Calleja is in Washington, DC to attend a joint committee meeting about the first phase of the EU-US open skies agreement, which went into effect on 30 March.

He will meet with acting FAA administrator Bobby Sturgell, TSA administrator Kip Hawley and House Transportation Committee chairman Jim Oberstar.

Calleja will lobby for the inclusion of emissions trading and the easing of foreign ownership restrictions in the US during phase two open skies talks, which begin on 15 May.

A 2006 proposal easing foreign ownership restrictions in the US floundered and the latest attempt will likely face a challenge from US labour groups.

“We do not underestimate the difficulties,” Calleja says. ”We are confident we have very strong arguments. [The] future of aviation has to be a more liberalized framework.”

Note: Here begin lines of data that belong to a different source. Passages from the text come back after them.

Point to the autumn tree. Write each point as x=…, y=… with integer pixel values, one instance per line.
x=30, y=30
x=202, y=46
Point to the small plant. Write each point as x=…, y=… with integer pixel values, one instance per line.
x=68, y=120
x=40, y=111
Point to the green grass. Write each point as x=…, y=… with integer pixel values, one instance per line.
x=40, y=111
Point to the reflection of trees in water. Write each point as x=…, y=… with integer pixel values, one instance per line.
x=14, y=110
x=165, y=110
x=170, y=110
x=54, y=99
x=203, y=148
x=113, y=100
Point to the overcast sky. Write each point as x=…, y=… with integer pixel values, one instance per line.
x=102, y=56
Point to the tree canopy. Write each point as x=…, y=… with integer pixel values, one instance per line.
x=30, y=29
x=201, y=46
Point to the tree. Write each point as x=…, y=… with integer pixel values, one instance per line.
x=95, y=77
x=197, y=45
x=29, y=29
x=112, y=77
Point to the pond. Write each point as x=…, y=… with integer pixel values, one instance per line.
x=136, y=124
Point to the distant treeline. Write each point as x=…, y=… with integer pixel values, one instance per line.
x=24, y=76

While EU member states have the right to withdraw newly granted landing rights if a phase two open skies deal is not reached by 2010, Calleja says he is focused on phase two success.

“What will happen if there is no agreement, let us see,” he says.

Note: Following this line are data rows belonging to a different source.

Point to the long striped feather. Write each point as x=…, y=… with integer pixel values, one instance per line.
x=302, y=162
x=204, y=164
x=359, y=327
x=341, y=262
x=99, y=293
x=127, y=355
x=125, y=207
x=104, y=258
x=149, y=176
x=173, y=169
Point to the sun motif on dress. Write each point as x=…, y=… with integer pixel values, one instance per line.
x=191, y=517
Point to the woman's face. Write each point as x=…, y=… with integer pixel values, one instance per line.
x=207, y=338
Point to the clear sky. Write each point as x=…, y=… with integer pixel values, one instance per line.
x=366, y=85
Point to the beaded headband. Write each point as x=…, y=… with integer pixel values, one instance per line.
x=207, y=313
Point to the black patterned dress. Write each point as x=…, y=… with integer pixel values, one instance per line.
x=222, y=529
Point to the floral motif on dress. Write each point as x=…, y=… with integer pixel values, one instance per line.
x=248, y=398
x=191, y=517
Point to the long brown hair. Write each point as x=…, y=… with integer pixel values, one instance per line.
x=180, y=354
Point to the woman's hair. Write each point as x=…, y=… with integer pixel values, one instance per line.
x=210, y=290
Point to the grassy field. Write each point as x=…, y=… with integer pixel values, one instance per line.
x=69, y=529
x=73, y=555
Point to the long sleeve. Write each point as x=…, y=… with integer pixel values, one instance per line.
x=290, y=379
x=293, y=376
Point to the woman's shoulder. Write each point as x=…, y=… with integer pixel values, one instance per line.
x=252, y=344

Further liberalization of traffic rights, more access to government-financed air transport, security and night flight curfews will also be discussed.

In June, the EU and the USA will discuss recognizing each other’s maintenance and technical certifications.

Calleja says if the safety agreement is signed on 12 June, the agreement will save airlines time and money.

The EU has a similar safety agreement in Canada and will likely pursue an agreement with Brazil, he notes.